PM: Measuring Gravity at the Micron-Scale with Laser-Cooled Trapped Microspheres: A Renewal Proposal

Gravity is the least well understood of the four known fundamental forces in Nature. Its weakness when compared to the other three Standard Model forces makes gravity particularly challenging to measure precisely in experiments. There have been several predictions from theories beyond the Standard Model of particle physics, including string theory and supersymmetry, that the Newtonian gravitational inverse square law will break down at some distance below the millimeter scale.

To put these theories to the test, a method using an optically-trapped laser-cooled glass bead as a test mass and a microfabricated silicon and gold device as a source mass has been developed. When surrounded by a high-vacuum environment, the glass bead experiences very little friction and becomes an ultraprecise force measurement instrument, needed to measure feeble gravitational interactions between objects at such close ranges.

At the same time, scanning and screening methods are employed to eliminate systematic effects from undesired electromagnetic background forces. It is estimated that the method can improve the search for corrections to the gravitational inverse square law at the micron length scale by more than three orders of magnitude. One graduate student and one postdoctoral researcher will be broadly trained in experimental physics and nanofabrication.

By participating in this highly interdisciplinary research project, students will be well equipped for scientific careers, and efforts to include researchers from under-represented minorities will be undertaken. The fundamental nature of this project can instill a sense of wonder about the natural world in the general public. The nation will benefit from an improved understanding of high-energy physics related to gravitational physics at the micron length scale, at a fraction of the cost of particle-collider experiments.

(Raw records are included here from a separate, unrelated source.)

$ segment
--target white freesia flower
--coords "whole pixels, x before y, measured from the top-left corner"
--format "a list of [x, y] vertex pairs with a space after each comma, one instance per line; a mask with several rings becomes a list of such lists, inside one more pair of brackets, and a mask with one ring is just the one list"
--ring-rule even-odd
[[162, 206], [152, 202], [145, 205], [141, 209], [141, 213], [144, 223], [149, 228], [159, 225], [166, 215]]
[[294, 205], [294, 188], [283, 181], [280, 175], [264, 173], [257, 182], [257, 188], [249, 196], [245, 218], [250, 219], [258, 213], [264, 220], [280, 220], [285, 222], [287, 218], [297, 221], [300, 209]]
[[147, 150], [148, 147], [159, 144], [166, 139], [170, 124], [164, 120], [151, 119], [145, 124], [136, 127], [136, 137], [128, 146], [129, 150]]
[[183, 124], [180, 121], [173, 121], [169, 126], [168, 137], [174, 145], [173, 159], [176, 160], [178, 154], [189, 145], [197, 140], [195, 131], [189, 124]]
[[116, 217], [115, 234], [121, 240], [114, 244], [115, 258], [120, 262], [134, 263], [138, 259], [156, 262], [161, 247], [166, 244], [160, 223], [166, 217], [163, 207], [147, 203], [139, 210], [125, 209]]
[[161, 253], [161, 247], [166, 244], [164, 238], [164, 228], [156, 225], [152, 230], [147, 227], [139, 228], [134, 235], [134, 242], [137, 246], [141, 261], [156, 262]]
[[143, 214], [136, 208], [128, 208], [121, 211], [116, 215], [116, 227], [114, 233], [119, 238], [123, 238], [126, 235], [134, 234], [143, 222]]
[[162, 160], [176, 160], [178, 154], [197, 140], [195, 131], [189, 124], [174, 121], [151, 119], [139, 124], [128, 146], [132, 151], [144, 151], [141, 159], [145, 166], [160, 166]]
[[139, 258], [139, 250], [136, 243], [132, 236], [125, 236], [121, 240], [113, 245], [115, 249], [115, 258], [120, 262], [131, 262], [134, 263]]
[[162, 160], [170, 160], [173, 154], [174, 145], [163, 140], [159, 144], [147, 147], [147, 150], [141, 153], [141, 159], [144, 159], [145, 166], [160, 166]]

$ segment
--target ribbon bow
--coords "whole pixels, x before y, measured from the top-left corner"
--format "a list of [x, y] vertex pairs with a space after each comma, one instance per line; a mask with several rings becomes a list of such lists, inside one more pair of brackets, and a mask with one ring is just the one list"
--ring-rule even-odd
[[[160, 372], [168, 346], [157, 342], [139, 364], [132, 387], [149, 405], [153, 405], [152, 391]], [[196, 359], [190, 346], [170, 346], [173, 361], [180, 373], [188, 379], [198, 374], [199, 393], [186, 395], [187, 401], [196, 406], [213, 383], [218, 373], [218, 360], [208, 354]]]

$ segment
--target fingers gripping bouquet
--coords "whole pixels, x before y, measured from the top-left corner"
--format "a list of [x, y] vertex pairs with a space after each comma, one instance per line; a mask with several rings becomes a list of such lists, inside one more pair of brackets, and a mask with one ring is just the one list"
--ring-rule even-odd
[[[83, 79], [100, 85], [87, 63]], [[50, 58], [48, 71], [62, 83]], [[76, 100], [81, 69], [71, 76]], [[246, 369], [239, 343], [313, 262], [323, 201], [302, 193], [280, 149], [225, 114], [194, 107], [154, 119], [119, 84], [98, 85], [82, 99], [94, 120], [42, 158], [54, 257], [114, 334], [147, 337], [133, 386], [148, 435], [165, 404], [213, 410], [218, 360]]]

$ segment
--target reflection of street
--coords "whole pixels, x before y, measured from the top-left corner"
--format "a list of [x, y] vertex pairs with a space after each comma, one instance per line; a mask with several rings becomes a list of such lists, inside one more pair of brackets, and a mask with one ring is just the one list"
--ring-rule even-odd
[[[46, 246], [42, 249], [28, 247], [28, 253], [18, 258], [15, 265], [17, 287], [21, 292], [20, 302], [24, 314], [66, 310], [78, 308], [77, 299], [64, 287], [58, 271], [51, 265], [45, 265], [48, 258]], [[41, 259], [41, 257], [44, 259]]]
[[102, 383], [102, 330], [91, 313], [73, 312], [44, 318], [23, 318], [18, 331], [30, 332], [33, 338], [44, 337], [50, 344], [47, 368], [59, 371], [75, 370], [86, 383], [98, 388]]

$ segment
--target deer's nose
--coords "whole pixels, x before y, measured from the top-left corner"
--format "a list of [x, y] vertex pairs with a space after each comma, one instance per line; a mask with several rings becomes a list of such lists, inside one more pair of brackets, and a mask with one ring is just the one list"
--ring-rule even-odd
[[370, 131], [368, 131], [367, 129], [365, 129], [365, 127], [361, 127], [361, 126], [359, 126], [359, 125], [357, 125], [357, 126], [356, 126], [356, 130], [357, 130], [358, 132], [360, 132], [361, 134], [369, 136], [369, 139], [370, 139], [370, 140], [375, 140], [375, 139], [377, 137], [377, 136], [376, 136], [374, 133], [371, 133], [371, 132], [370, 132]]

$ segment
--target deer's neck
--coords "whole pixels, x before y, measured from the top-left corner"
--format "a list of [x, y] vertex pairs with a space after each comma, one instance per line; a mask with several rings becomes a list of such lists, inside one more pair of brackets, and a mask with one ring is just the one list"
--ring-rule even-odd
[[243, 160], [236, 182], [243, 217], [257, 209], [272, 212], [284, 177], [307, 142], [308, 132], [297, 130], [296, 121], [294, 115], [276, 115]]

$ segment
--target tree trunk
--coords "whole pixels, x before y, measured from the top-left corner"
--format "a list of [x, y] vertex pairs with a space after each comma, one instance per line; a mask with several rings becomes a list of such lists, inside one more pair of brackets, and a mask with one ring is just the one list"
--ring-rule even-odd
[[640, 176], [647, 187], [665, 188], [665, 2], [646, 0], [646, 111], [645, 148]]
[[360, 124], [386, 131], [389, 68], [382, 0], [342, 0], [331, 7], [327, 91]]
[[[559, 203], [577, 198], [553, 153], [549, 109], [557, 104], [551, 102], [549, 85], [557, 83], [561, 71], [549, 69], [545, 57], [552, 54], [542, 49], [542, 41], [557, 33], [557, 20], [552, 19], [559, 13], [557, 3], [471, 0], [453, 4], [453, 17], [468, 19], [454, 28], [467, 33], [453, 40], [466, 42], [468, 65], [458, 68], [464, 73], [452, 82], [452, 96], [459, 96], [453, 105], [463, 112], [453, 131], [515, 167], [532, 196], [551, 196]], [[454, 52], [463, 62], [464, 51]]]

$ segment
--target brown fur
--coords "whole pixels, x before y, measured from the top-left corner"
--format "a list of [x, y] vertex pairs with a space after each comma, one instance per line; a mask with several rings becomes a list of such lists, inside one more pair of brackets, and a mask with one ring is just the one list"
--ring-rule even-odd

In this project, an experiment will continue to be developed which makes use of laser-cooled trapped microspheres to test for Yukawa-type deviations from Newtonian gravity at the micron length scale. This new technique can advance the understanding of gravity at this length scale by over three orders of magnitude and may lead to ground-breaking discoveries.

Building on previous results, including calibrated zeptonewton force sensitivity and the development of techniques to reliably maneuver nanospheres in three-dimensions within micron-distances from a source mass surface, the next phase of the project is conceptually divided into two tasks: (1) investigation of systematic errors in preliminary gravity measurements, with a goal of acquiring millions of integrated data in a dedicated Yukawa-force search at the ∼ 1 μm-scale, and (2) in-parallel development of novel methods for trapping and cooling the levitated nanoparticles, including sympathetic cooling with cold atoms.

This award reflects NSF's statutory mission and has been deemed worthy of support through evaluation using the Foundation's intellectual merit and broader impacts review criteria.